昔はね、心電図なんて自力で覚えて当たり前だったのよ。
私なんか新人の頃は――」
(……来た。“氷室式・根性論講義”)
これはヤバい。地獄の小一時間コース!
そのとき――
ピンポーン
ナースコールが鳴った!
「すいません氷室さん、ナースコール対応行ってきますっ!」
俺は、踵を返して脱兎のごとくその場を逃げ出した。
「ちょっと!話はまだ終わってないわよ!!」
***
(……なんで心電図だけで、こんな怒られ方しなきゃなんないんだ)
ため息をつきながら、廊下を歩く。
でも、心の奥で静かに芽生える思い。
(……いつか絶対、“知識マウント”返してやる……!)
***
【妄想ワールド開幕】
ナースステーション。
例の波形を指差して、氷室さんが言う。
「ふふっ。さすがにこれが心房細動だってことくらい、わかるわよね?」
※心房細動...放っておくと危ない心臓のサイン
だが、俺はスッと前に出て、キリッと指を伸ばす。
「いえ、それは違います。
この波形は――**Torsade de Pointes(トルサード・ド・ポアント)**です」
※トルサード・ド・ポアント...今すぐ対応しないと危ない心臓のサイン
氷室さんの顔がピキッと固まる。
「な、なにぃっ……!?」
俺は、冷静に語り出す。
「QRS波が基線を中心にねじれるように変化しているうえに、QT間隔の延長も明らかです。
これは、明らかにトルサードですね」
※ QT間隔...心臓が「ドン!」と動いて、元に戻るまでの時間
「トルサード・ド・ポアントは多形性心室頻拍の一種で、QT延長がある患者に起こりやすい。
この波形は、まさにその典型例です」
※多形成心室頻拍...すぐに対応しないといけない"危険な波形たち"
氷室さんが、ガクンと膝をつく。
「ま、負けたぁーーーッ!!」
僕は、モニターの前で仁王立ちになった。
髪が風になびく。サラァッ――!
「“マウント返し”完了です、氷室先輩」
(ドォォンッ!)
***
――現実に戻る。
(まぁ……そんな日が来るとは、思えないけどね)
***
ナースコール対応を終えて戻ろうとしたそのとき、またあの声が、廊下の奥から響いてきた。

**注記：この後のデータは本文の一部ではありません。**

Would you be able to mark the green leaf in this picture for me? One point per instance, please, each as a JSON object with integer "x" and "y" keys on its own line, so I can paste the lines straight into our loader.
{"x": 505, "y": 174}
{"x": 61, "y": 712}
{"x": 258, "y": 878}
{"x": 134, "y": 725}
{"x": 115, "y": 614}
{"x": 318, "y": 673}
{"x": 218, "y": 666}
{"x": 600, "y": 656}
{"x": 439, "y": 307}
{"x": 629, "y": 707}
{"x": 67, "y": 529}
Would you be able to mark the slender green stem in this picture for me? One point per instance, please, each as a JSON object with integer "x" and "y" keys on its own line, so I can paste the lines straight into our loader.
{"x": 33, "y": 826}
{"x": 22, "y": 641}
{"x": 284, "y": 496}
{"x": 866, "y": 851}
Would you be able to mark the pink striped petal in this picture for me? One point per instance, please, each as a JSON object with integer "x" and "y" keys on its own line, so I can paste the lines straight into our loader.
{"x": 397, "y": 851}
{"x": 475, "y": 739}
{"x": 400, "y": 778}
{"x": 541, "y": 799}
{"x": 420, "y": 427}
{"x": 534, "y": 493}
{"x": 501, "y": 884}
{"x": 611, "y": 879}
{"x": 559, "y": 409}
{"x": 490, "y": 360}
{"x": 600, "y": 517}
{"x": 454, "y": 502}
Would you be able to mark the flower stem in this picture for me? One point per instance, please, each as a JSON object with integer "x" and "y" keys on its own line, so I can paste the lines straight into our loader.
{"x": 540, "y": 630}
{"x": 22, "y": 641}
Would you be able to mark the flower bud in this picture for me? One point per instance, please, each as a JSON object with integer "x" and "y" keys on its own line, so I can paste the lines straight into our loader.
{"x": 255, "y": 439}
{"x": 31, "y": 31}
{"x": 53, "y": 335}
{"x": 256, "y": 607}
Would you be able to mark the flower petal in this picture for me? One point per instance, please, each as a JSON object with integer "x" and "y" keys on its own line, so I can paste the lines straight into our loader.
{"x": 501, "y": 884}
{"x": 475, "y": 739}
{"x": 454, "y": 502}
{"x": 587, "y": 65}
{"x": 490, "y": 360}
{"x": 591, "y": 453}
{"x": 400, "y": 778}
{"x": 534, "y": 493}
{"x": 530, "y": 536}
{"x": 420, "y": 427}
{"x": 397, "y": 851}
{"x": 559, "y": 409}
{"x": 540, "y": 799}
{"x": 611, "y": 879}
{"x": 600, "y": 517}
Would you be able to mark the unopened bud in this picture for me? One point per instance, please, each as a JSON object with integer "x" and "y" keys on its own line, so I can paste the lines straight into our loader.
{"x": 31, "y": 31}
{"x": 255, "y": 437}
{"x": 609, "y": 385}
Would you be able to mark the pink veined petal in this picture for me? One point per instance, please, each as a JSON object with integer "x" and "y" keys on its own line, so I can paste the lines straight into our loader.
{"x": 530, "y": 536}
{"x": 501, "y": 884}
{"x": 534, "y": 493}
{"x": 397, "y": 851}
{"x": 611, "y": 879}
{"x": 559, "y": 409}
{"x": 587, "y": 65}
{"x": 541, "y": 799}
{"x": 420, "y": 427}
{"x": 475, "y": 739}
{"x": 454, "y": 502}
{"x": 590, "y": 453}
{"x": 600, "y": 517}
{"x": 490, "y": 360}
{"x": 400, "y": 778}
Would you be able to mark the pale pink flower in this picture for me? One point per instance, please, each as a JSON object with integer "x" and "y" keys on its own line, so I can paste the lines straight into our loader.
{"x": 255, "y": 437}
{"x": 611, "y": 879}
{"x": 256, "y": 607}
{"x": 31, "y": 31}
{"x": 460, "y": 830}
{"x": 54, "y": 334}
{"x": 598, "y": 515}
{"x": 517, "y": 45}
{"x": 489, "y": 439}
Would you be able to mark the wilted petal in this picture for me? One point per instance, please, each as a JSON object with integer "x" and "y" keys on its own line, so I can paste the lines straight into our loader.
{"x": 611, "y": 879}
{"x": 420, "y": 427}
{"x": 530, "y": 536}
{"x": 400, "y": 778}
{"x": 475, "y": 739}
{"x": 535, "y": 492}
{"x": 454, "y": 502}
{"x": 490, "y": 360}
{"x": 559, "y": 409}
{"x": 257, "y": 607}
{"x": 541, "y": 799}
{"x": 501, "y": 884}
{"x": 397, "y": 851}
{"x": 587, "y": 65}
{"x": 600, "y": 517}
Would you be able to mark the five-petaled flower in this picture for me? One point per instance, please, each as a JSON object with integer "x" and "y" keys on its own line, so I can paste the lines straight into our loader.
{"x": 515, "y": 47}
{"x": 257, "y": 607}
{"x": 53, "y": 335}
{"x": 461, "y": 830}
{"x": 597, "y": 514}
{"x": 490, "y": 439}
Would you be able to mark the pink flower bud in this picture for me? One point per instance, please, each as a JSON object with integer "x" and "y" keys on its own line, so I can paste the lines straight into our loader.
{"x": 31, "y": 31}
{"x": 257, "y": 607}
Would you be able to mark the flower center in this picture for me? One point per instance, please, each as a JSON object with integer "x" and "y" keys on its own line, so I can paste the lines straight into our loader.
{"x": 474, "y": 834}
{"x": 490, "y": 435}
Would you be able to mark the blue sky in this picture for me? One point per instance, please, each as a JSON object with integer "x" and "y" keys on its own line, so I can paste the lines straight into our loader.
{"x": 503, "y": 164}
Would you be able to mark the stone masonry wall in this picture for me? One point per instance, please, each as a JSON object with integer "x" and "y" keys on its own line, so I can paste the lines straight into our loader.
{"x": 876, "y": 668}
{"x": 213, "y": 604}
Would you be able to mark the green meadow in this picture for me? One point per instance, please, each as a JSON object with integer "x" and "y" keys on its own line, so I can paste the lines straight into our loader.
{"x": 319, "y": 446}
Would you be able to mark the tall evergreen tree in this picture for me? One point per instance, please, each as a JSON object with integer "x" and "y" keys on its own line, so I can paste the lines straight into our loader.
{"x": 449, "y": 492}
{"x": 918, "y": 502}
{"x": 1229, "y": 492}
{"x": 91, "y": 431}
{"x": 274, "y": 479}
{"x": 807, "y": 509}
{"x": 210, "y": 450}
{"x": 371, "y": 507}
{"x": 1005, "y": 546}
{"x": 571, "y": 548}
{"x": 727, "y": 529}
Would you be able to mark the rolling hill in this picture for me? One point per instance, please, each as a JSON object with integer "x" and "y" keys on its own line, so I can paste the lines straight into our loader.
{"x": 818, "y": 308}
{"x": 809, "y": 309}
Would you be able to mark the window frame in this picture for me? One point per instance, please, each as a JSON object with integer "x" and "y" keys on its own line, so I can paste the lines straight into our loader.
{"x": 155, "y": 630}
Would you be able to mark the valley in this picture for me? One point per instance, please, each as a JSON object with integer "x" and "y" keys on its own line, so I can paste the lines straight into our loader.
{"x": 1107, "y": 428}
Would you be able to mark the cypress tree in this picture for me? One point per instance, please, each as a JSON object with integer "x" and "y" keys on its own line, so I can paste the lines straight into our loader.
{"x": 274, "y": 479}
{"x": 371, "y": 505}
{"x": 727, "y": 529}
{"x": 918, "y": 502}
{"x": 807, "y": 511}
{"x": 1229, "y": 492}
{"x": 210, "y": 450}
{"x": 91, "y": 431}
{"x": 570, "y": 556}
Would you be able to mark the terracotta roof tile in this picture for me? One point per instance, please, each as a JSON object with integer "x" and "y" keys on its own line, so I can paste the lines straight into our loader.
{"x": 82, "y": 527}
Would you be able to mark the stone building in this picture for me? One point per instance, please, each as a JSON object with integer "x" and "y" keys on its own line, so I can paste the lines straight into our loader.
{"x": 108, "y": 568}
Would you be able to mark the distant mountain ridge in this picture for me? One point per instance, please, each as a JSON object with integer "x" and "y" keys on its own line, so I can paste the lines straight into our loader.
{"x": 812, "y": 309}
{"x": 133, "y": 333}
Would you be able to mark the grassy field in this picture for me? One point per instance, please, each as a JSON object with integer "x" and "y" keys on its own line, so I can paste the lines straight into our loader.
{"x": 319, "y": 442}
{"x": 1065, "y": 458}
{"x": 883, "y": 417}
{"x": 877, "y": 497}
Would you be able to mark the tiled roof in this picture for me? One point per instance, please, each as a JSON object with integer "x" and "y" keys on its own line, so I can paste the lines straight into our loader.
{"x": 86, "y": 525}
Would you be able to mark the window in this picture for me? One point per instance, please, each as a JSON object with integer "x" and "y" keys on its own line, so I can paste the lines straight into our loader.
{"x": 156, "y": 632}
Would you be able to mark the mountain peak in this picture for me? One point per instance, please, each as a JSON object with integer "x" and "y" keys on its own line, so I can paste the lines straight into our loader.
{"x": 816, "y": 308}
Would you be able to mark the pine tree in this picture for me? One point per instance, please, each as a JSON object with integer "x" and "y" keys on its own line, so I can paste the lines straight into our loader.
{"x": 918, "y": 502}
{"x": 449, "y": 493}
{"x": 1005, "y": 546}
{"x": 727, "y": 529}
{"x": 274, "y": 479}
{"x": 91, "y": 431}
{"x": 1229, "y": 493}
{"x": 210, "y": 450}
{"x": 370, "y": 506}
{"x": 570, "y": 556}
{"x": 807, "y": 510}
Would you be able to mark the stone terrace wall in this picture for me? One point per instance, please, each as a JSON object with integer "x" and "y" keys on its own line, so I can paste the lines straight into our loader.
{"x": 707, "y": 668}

「ちょっと、新人く〜ん? まだ話は終わってないわよ〜?」
(やっべ、探してきた……!)
僕は走った。
向かった先は――誰も来ない“あの倉庫”。
***
倉庫の中は、薄暗く静かだった。
古い医療機器と、埃をかぶった段ボールの山。
(ここ、最強の隠れ家……!)
段ボールの隙間に腰を下ろして、息を整える。
(先輩たちの中には、“このあたりで幽霊を見た”なんて人もいるけど……
僕はそういうの信じてない。
だからこの倉庫、けっこうお気に入りなんだ)
(――氷室さんの目から逃れる、静かな避難場所)
小さくため息をついて、ポケットのメモ帳を放り投げる。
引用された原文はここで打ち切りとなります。